SPSS instructions

These instructions accompany Applied Regression Modeling by Iain Pardoe, 2nd edition published by Wiley in 2012. The numbered items cross-reference with the "computer help" references in the book. These instructions are based on SPSS 20 for Windows, but they (or something similar) should also work for other versions. Find instructions for other statistical software packages here.

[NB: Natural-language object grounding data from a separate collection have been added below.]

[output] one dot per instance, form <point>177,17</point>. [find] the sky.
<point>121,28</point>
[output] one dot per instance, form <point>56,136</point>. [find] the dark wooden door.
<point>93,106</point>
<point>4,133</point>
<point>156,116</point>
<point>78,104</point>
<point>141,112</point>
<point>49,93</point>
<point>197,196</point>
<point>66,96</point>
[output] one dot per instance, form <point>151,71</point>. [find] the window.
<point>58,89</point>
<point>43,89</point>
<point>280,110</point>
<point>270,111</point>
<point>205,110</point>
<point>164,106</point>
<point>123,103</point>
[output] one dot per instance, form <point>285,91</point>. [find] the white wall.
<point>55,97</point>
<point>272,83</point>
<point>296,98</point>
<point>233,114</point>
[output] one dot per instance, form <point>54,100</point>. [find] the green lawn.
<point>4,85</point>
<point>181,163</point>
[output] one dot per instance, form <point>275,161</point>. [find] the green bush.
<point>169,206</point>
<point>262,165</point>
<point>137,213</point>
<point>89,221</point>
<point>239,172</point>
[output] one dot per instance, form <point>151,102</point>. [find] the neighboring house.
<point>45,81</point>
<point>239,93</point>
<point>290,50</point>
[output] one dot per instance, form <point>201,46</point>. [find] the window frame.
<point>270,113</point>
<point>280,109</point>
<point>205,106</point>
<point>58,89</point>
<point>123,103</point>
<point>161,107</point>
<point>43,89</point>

Getting started and summarizing univariate data

  1. If desired, change SPSS's default options by selecting Edit > Options. For example, to display variable names (in alphabetical order) rather than labels in dialog boxes, click the General tab; in the Variable Lists group select Display names and select Alphabetical. To show variable names rather than labels in output tables, click the Output Labels tab; under Pivot Table Labeling change Variables in labels shown as to Names. To display small numbers in tables without using scientific notation (which can make reading the numbers more difficult), click the General tab; under Output check No scientific notation for small numbers in tables.
  2. To open a SPSS data file, select File > Open > Data.
  3. To recall a previously used dialog box, click the Dialog Recall tool (fourth button from the left in the Data Editor Window, sixth button from the left in the Viewer Window).
  4. Output can be edited in the Viewer Window. Individual pieces of output (including tables and graphs) can be selected, edited, moved, deleted, and so on using both the Outline Pane (on the left) and the Display Pane (on the right). Text and headings can be entered using the Insert menu. Alternatively, copy and paste pieces of output from SPSS to a word processor like OpenOffice Writer or Microsoft Word.
  5. You can access help by selecting Help > Topics. For example, to find out about "boxplots" click the Index tab, type boxplots in the first box, and select the index entry you want in the second box.
  6. To transform data or compute a new variable, select Transform > Compute Variable. Type a name (with no spaces) for the new variable in the Target Variable box, and type a mathematical expression for the variable in the Numeric Expression box. Current variables in the dataset can be moved into the Numeric Expression box, while the keypad and list of functions can be used to create the expression. Examples are LN(X) for the natural logarithm of X and X**2 for X2. Click OK to create the new variable, which will be added to the dataset (check it looks correct in the Data Editor Window); it can now be used just like any other variable. If you get the error message "expression ends unexpectedly," this means there is a syntax error in your Numeric Expression—a common mistake is to forget the multiplication symbol (*) between a number and a variable (e.g., 2*X represents 2X).
  7. To create indicator (dummy) variables from a qualitative variable, select Transform > Recode into Different Variables. Move the qualitative variable into the Input Variable -> Output Variable box, type a name for the first indicator variable in the Output Variable Name box, and press Change (the name should replace the question mark in the Input Variable -> Output Variable box). Next, press Old and New Values, type the appropriate category name/number into the Old Value box, type 1 into the New Value box, and press Add. Then select All other values, type 0 into the New Value box, and press Add. Click Continue to return to the previous dialog box, and click OK (check that the correct indicator variable has been added to your spreadsheet in the Data Editor Window). Repeat for other indicator variables (if necessary).
  8. Calculate descriptive statistics for quantitative variables by selecting Analyze > Descriptive Statistics > Frequencies. Move the variable(s) into the Variable(s) list. Click Statistics to select the summaries, such as the Mean, that you would like. To avoid superfluous output uncheck Display frequency tables.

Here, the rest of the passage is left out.